Le dernier combat des poilus oubliés.

 

Nous sommes quelques uns à nous être émus du sort réservé à 90 sépultures de soldats de la Grande Guerre (1914-1918) inhumés dans le carré des corps restitués de Bolbec (Seine-Maritime). Il s’agit bien souvent de soldats morts au front, dont les familles ont fait rapatrier les corps au début des années 1920. Près d’eux, reposent des combattants morts des suites de leurs blessures à l’hôpital auxiliaire local ainsi que des ‘Gueules cassées’, ces soldats gazés, amputés, malades… qui ont émis l’ultime souhait de reposer éternellement auprès de leurs camarades. Conformément à la loi, un premier constat d’abandon a été effectué en avril 2013. Ces tombes étant initialement à la charge des familles, un nouveau constat aura lieu en avril 2016. Afin d’éviter une nouvelle exhumation à ces soldats, c’est avec l’aide de passionnés, de descendants et avec le soutien de l’Amicale du 7e régiment de Chasseurs, qu’un long travail de recherches et de généalogie est en cours. Il nous a déjà permis de retrouver une trentaine de descendants disséminés un peu partout dans le monde. C’est maintenant à nous de découvrir l’histoire et le parcours de cette jeunesse qui n’a pas eu le temps de vieillir.

 

Aujourd’hui, seul le hasard permet encore à quelques égarés de venir se recueillir dans le mémorial initialement dédié aux valeureux soldats tombés au Champ-d’Honneur ; ces combattants, ces hommes simples et anonymes ; sur qui a reposé le fardeau et le destin du monde. Ils ont donné ce qu’ils avaient de plus cher : la vie. On estime que cette guerre, considérée alors comme ‘la der des der’, a fait près de neuf millions de morts et vingt millions de blessés. Dans La vie et rien d’autre de Bertrand Tavernier (1989), le commandant Delaplane, brillamment interprété par Philippe Noiret (1930-2006), a ces mots terribles : « par comparaison avec le temps mis par les troupes alliées à descendre les Champs-Elysées lors du défilé de la Victoire, environ trois heures je crois, j’ai calculé que, dans les mêmes conditions de vitesse de marche et de formation réglementaire, le défilé des pauvres morts de cette inexpiable folie n’aurait pas duré moins de onze jours et onze nuits ». Cynique épitaphe. Formidable concision.

 

Familles, visiteurs, simples curieux. Venez à la rencontre de ces tombes aux croix penchées, aux pierres noircies, dont la lente mais inexorable érosion fait son œuvre. Certaines sont brisées en deux, d'autres sont enfoncées dans la terre par le martèlement des saisons.
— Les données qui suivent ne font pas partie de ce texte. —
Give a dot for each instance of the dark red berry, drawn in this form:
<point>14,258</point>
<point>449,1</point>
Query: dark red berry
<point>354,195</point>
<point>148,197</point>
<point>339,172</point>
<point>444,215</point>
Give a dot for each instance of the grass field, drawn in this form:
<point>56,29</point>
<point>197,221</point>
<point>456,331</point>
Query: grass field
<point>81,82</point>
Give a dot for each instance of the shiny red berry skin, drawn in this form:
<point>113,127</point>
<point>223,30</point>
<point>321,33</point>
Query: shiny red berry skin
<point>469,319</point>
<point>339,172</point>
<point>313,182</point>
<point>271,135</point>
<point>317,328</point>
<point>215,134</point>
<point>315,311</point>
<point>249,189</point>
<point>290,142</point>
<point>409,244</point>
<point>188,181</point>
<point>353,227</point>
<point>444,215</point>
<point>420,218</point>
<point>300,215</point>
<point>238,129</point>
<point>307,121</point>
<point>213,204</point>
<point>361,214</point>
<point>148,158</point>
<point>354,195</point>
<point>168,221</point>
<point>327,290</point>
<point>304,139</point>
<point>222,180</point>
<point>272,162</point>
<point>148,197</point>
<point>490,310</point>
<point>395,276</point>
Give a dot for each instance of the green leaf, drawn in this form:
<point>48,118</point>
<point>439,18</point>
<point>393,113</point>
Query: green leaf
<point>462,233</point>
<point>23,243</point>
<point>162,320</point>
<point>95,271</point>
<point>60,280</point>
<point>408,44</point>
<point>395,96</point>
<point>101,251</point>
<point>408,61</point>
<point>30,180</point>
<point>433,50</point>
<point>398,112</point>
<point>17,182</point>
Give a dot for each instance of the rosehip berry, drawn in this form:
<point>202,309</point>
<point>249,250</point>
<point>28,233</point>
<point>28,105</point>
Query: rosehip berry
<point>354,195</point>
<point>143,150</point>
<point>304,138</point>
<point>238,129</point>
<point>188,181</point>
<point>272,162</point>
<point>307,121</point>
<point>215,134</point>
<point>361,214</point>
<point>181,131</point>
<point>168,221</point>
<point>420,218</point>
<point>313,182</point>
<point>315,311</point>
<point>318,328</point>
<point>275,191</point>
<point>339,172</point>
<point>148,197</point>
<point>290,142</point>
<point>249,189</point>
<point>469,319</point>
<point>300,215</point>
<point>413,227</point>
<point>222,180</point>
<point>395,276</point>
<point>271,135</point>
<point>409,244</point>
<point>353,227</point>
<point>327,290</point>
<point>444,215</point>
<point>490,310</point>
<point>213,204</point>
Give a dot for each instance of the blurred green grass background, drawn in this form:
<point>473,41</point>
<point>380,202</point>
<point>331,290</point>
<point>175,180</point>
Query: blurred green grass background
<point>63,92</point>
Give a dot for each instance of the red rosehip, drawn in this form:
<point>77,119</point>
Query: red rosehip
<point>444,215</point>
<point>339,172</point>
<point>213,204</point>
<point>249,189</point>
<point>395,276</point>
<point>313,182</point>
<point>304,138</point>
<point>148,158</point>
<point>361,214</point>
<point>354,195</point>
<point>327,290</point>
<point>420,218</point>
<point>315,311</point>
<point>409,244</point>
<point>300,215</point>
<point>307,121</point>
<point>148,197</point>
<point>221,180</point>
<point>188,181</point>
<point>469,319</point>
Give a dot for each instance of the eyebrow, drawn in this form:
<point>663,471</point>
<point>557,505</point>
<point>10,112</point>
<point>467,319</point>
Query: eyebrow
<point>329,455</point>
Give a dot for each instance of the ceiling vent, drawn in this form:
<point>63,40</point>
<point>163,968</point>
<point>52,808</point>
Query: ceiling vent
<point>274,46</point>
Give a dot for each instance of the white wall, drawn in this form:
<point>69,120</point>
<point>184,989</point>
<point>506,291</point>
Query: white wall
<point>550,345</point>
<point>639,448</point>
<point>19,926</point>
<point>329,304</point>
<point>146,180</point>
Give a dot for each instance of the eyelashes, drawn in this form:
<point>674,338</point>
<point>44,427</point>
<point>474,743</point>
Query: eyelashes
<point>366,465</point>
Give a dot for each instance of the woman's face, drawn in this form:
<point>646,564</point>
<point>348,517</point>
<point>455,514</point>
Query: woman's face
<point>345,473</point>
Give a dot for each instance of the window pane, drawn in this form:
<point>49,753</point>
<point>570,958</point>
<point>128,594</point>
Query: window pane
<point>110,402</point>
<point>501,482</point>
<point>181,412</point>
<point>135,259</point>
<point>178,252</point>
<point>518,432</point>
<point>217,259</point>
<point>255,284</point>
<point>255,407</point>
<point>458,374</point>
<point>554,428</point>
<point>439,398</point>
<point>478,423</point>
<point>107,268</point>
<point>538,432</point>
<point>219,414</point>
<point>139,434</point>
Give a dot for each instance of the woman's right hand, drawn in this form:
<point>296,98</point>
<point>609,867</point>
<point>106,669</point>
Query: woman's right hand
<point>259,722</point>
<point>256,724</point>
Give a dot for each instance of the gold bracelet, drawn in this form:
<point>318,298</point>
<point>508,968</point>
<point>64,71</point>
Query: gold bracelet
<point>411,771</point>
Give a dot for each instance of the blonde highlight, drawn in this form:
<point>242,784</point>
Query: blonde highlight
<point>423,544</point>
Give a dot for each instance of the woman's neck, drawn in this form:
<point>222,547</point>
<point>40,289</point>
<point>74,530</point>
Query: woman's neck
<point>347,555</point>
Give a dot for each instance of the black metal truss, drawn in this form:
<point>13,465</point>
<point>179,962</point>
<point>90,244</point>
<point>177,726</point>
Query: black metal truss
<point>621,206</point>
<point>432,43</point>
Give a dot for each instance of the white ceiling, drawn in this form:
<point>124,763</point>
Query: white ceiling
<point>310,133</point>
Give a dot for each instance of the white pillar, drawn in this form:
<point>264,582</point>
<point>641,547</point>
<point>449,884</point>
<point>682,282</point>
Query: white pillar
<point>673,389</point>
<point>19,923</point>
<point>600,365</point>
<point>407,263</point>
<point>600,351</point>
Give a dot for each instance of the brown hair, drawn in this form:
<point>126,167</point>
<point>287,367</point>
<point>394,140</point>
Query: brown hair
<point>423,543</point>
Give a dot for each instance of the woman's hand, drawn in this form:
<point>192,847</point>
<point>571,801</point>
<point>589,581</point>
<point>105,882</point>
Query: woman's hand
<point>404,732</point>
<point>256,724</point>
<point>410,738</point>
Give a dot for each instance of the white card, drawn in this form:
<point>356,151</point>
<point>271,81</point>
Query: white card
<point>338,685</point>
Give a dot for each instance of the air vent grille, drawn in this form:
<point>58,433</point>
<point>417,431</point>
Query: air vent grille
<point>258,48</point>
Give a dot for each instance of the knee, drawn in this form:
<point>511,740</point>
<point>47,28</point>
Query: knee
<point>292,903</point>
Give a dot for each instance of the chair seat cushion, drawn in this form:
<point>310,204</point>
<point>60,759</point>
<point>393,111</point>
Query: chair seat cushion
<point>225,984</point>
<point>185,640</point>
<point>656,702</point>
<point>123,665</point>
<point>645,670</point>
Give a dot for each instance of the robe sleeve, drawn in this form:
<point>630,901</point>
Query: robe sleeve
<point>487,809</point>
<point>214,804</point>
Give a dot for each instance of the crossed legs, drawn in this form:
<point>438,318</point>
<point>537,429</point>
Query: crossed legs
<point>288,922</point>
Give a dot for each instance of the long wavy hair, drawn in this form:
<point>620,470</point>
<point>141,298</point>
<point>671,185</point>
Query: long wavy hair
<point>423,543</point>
Sur les stèles aux inscriptions effacées et aux photographies usées par le temps, des Christ démembrés, couchés sur le dos, paraissent questionner le ciel... Depuis des décennies, les oubliés n'ont plus de prières et le bleuet fleuri a disparu. Ils s'appelaient Henri, Gaston, Armand, Eugène, Émile, Raymond, André, Ernest, Gustave, Paul... Leurs mères où leurs épouses s'appelaient Yvonne, Léontine, Marthe, Marguerite, Augustine, Juliette, Louise, Émilienne... Beaucoup avaient les mains et la nuque plissées du laboureur, les doigts usés de l'ouvrier ou du tisserand, les ongles cassés du menuisier ou du mécanicien, la respectabilité de l’instituteur, la serviabilité du domestique ou l'élégance du garçon de bureau... Ces hommes, âgés de 19 à 52 ans, moustachus en pantalon garance et cache-képi ou en tenue bleu horizon et casque Adrian, étaient fantassins, chasseurs, artilleurs, cavaliers, brancardiers, aérostiers, canonniers, zouaves... Gamins, sous-officiers aguerris et officier réserviste, ceux-là même qui mirent leur vie au service de la Patrie, reposent dans 90 sépultures où ne résident que des corps couchés sous terre que l’on ne pleure plus depuis longtemps. Telle une garde d'honneur, ils semblent pourtant veiller fraternellement sur l'imposant mausolée qui leur est dédié.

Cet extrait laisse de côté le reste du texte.